Jornal Tribuna – 1962

O monhé* U Thant e o mulato Bunche são expressões que leio em artigos de jornal cá da terra. Artigos sobre um problema de política internacional, que tal é o da intervenção da ONU na província congolesa do Catanga. Não sou amigo, parente ou inimigo do Sr. U Thant nem do Sr. Bunche, como não sou amigo, parente ou inimigo do Sr. Tshombé ou do Sr. Adenauer, por exemplo. Falando de personalidades como estas, em artigo de jornal, só há uma coisa que eu devo ser; jornalista.
Assim, o que acontece é que mesmo quando pessoalmente eu não simpatizasse com o papel desempenhado por Tschombé ou com a política representada por Adenauer, nunca os chamaria em crônica política, respectivamente, moleque ou boche**, por exemplo. Até nem soava bem. E quando um jornalista se dedica ao comentário político deve abster-se de insultar pessoas que, para mais, nem o conhecem, e portanto, nem lhe podem partir a cara.
Confrange-me ver praticar-se jornalismo assim.
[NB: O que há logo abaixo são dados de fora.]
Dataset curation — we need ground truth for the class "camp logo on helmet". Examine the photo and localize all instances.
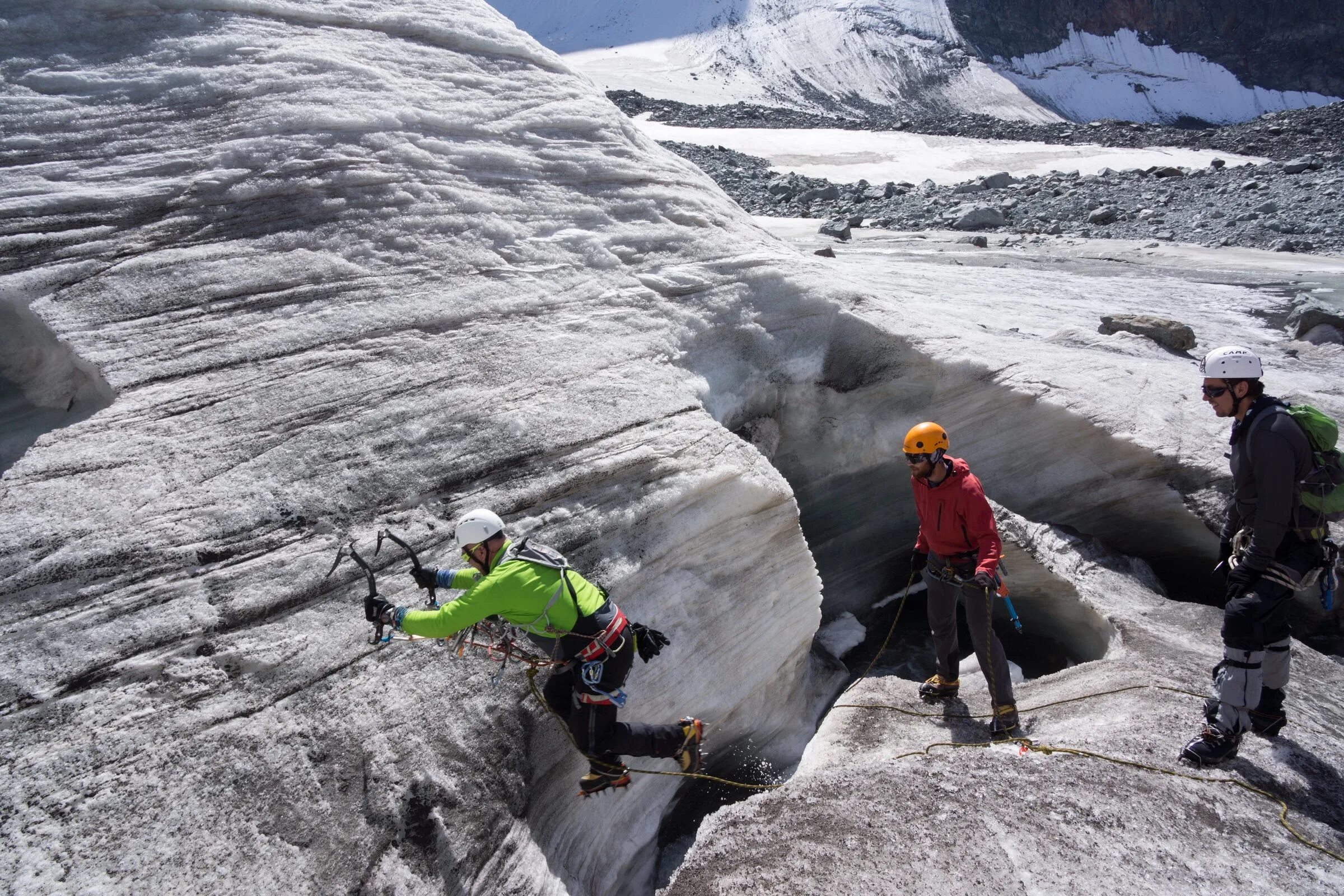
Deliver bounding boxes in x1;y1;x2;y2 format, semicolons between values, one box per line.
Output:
1199;345;1264;380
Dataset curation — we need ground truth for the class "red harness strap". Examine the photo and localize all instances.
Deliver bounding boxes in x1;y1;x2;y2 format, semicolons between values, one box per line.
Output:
578;607;631;662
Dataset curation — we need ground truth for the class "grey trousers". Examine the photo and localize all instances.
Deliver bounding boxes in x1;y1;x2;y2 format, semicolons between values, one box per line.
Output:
1214;535;1321;732
923;553;1015;707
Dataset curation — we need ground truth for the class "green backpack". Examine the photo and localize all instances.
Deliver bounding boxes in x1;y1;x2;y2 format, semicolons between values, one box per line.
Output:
1285;404;1344;529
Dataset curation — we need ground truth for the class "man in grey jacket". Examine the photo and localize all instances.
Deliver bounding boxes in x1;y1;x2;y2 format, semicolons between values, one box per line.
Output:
1182;345;1321;766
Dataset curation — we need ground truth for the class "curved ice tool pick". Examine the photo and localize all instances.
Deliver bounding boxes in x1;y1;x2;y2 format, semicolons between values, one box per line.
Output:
374;529;438;610
324;542;393;643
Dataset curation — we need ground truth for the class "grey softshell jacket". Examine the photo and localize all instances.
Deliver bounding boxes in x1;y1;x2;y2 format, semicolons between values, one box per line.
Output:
1223;395;1312;570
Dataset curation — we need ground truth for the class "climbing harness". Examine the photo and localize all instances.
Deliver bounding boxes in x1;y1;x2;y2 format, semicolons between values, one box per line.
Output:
819;567;1344;862
1321;539;1340;613
928;551;1021;634
1227;529;1338;610
326;539;1344;862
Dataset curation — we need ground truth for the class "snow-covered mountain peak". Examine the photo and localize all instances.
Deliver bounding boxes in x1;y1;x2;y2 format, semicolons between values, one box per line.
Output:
494;0;1334;122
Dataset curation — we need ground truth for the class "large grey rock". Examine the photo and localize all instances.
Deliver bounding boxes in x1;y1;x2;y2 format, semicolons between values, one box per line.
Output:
945;204;1007;230
799;184;840;206
1088;206;1116;225
1287;298;1344;338
817;218;850;240
1096;314;1195;352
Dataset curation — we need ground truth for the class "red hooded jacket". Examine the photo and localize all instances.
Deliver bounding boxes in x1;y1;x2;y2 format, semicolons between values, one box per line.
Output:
910;457;1002;575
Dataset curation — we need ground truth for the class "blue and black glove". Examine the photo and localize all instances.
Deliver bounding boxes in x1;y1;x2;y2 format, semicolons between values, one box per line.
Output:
631;622;672;662
411;567;438;589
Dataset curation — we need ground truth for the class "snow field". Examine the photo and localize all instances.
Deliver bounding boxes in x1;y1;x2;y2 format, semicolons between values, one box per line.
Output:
995;26;1340;124
0;0;1341;893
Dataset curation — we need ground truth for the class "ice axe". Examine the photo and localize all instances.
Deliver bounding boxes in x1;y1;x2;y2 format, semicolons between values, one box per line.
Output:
324;542;393;643
374;529;438;610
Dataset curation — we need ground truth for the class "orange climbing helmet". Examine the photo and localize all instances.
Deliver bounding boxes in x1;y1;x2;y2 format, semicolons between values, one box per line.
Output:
904;422;950;461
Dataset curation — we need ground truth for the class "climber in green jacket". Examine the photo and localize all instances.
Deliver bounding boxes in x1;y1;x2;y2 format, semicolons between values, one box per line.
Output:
374;509;703;796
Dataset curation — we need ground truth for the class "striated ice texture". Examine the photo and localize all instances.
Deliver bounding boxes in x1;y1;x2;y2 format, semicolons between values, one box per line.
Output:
0;0;1344;895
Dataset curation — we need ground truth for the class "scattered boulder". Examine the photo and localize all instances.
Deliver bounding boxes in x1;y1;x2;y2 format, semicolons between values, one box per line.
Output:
1287;298;1344;341
799;184;840;206
1088;206;1116;225
817;218;850;242
1303;324;1344;345
1284;156;1321;175
1096;314;1195;352
1270;239;1316;253
946;204;1007;230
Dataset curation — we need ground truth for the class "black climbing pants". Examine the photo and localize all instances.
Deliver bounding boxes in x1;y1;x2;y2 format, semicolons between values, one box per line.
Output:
1214;533;1323;732
542;630;683;763
923;553;1014;707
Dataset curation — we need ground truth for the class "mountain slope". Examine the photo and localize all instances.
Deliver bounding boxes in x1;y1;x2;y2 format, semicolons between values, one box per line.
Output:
494;0;1334;122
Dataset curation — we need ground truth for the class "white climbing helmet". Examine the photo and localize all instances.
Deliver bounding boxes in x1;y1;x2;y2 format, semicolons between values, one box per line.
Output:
1199;345;1264;380
453;508;504;551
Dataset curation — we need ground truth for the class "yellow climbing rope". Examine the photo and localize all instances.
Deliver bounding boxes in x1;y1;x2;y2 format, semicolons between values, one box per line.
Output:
527;666;783;790
830;572;1344;862
392;572;1344;862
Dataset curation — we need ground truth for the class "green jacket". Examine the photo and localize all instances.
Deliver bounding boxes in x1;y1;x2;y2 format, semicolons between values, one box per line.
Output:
402;542;606;638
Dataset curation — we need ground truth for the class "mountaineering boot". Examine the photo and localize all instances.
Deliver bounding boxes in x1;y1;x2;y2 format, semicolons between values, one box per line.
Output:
579;759;631;796
1180;725;1242;766
1251;688;1287;738
920;671;961;701
989;703;1018;740
673;716;704;774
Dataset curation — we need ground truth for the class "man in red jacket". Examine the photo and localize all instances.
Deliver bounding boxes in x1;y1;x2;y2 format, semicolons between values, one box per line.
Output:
904;423;1018;738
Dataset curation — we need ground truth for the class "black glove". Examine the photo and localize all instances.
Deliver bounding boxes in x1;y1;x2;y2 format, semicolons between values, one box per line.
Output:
411;567;438;589
364;598;393;622
631;622;672;662
1227;563;1261;600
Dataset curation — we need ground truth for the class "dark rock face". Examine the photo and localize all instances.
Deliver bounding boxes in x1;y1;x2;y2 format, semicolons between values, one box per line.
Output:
606;90;1344;163
664;137;1344;255
948;0;1344;97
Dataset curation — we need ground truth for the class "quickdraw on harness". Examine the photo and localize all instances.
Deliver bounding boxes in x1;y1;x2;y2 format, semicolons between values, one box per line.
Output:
326;529;559;685
501;539;632;710
1227;529;1338;611
928;551;1021;634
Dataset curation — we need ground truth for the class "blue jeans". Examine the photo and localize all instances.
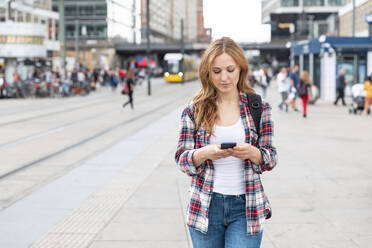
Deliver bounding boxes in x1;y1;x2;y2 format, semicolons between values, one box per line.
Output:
189;193;262;248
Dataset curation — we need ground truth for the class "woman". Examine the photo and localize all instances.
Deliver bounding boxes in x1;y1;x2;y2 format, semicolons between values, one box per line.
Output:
276;67;290;112
364;76;372;115
175;37;276;248
298;71;311;118
123;69;134;109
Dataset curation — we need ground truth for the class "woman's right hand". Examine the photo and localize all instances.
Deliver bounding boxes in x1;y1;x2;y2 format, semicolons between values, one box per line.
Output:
201;144;233;160
193;144;233;166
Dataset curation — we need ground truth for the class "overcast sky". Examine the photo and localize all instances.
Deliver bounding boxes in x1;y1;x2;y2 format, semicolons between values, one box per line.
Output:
204;0;270;42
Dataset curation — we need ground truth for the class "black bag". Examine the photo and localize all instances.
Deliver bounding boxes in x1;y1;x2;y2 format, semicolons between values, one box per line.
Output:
298;82;307;96
247;94;262;135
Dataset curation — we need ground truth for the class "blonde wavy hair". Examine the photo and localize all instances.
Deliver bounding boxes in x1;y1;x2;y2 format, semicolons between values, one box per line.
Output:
192;37;254;134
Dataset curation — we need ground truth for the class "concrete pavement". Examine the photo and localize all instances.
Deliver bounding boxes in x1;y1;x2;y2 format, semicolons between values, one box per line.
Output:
1;86;372;248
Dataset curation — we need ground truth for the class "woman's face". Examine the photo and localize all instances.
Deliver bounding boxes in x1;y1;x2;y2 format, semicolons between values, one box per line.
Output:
212;53;240;94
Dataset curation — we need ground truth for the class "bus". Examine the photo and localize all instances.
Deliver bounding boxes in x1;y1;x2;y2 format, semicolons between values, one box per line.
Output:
164;53;199;83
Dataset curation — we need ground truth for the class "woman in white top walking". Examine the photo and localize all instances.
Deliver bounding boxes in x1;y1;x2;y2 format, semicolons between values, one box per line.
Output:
175;37;276;248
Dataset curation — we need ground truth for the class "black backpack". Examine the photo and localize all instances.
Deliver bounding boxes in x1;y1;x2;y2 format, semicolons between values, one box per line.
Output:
247;94;262;135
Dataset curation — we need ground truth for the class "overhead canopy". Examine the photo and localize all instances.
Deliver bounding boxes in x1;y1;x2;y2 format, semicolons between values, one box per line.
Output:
291;36;372;56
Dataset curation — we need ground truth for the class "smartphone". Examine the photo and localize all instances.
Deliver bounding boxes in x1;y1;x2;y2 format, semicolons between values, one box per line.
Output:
221;142;236;149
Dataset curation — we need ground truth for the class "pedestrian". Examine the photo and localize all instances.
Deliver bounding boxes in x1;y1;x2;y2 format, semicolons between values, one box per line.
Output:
333;68;347;106
123;69;134;109
287;65;300;112
259;67;269;99
276;67;290;112
175;37;276;248
364;75;372;115
298;71;311;118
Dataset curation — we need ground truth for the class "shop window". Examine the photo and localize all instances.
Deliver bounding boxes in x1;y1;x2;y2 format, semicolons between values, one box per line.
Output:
66;25;75;38
96;24;107;37
328;0;346;6
96;4;107;16
65;5;77;17
79;5;94;16
304;0;324;6
282;0;298;7
26;13;31;22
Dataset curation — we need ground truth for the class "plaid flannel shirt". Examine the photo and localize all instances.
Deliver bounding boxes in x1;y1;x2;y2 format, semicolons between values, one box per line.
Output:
175;93;277;235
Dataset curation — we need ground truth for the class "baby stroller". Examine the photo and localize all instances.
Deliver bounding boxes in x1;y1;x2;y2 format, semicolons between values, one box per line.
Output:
349;84;371;114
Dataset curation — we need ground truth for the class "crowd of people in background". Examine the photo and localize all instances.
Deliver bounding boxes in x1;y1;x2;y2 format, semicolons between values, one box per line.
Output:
248;65;372;118
248;65;315;118
0;66;145;101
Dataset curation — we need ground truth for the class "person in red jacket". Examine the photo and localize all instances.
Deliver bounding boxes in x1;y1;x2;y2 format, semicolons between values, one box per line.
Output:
298;71;311;118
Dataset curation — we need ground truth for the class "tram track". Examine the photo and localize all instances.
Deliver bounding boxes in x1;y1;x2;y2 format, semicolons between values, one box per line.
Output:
0;85;195;181
0;82;164;127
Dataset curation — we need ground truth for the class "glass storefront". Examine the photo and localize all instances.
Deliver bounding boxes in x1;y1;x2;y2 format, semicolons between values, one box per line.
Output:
281;0;299;7
337;54;367;84
303;0;324;6
303;54;310;72
328;0;346;6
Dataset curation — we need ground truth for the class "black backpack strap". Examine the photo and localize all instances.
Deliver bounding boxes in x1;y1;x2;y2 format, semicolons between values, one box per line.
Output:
247;94;262;135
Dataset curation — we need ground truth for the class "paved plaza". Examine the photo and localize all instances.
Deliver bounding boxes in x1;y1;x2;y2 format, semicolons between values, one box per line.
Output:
0;82;372;248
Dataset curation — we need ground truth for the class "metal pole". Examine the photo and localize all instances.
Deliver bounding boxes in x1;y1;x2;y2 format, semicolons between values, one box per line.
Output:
8;0;14;21
181;18;185;83
58;0;66;73
75;19;80;69
132;0;136;44
146;0;151;96
352;0;355;37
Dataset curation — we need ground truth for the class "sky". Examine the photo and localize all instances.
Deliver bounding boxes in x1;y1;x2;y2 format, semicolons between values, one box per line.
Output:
203;0;270;42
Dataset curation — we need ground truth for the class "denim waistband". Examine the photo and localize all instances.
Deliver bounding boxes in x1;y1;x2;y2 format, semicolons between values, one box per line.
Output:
213;192;245;198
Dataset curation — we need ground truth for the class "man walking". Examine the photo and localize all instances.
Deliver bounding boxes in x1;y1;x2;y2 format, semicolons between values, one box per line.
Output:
289;65;300;112
333;68;347;106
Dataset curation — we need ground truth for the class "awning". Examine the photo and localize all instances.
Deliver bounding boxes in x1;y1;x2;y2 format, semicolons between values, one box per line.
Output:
291;36;372;56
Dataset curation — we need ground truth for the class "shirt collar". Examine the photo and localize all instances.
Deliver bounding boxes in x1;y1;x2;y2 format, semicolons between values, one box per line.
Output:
239;91;248;104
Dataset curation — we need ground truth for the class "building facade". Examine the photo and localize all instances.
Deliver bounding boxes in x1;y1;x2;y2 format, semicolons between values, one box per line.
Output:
338;0;372;37
53;0;140;70
53;0;139;42
0;0;60;83
141;0;206;43
262;0;346;41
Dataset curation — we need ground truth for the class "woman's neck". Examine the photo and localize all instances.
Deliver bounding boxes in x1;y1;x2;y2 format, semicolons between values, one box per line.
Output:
217;89;239;104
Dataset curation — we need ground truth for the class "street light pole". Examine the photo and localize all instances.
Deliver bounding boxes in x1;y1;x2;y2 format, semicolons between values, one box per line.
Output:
75;19;80;69
58;0;66;73
352;0;355;37
181;18;185;83
146;0;151;96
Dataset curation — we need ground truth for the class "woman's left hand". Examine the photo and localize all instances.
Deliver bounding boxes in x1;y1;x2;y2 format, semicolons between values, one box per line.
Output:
232;143;263;165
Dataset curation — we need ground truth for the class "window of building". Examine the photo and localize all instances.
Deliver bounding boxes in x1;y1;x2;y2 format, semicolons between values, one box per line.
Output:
87;25;97;37
65;5;78;17
304;0;324;6
96;24;107;37
96;4;107;16
328;0;346;6
16;11;23;22
79;5;94;16
318;23;328;36
282;0;298;7
0;8;5;22
26;13;31;22
66;25;75;38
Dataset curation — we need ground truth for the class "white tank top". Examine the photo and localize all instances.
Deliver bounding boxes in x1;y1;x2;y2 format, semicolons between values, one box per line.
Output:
210;118;245;195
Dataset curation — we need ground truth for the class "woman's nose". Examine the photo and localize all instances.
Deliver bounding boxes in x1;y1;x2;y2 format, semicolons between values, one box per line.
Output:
221;70;227;81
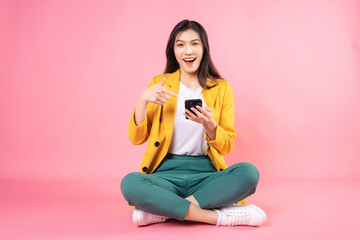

Ainda para além do que se pode simplesmente ter como intuição ou daqui com sensibilidade dos leitores, até acontece que pude aprender umas coisas desta atividade que é a minha profissão, e lembro-me bem de me ter sido ensinado que o comentarista político deve manter, antes de tudo, a sua serenidade de espírito, indispensável para atingir a imparcialidade obrigatória e conseguir a observação justa.
Ora, quando um sujeito se ocupa de política internacional e, logo de saída, adjectiva desrespeitosamente importantes personalidades intervenientes nos factos que vai focar, ele pode estar disposto a tudo, até a alistar-se como voluntário desinteressado monetàriamente (para não ser mercenário), mas não está a fazer jornalismo.
Em nome de quê, gostava eu de saber, com que autoridade moral é que um sujeito em Lourenço Marques, publica artigos a chamar monhé a U Thant e mulato a Bunche (revelando aqui mesmo um belo racismo de muito nível), só porque não está de acordo com a atitude assumida pelas Nações Unidas no Catanga?
Despreza-se o público para quem se escreve, por duas formas; porque, em vez de esclarecimento de um problema se servem insultos; quer dizer que onde se devia ajudar o leitor a formar uma opinião, se solicita a irritação, a exaltação, a raiva; e porque, traindo um dever da Imprensa, se baixa a terminologia a um plano de cavalariça, esquecendo que é no jornal, precisamente, que uma grande parte da população vai colher elementos para o enriquecimento da sua linguagem.
Embora já estivesse habituado a ler por aí, segundo uma técnica de títulos muito inusual, palavrões em parangonas, insultos a colunas, que aliás deve ter causado grandes perturbações nos areópagos internacionais e dado amargos de boca aos governantes das maiores potencias... desta vez tive mais pena, confesso, porque a coisa foi lida no “Notícias”.
Não é jornalismo tal pratica. E até nem é conveniente, pois isto de políticas é coisa de grandes contingências e reviravoltas e nunca se pode jurar que não venham necessidades da mesma ordem que orientam hoje as remessas de lama, a impor aspersões de água de rosas sobre as mesmíssimas cabeças. Nisto de políticas, a gente nunca sabe no que dá.
Além de que não é bom generalizar o hábito de homens dos jornais chamarem nomes feios em função de aspectos físicos, o que pode levar a resultados desastrosos.



Notas do António Maria: 


*Monhé - adjetivo em parte ainda usado - em Portugal e todas as ex colônias africanas - para identificar as pessoas de origem indiana ou paquistanesa.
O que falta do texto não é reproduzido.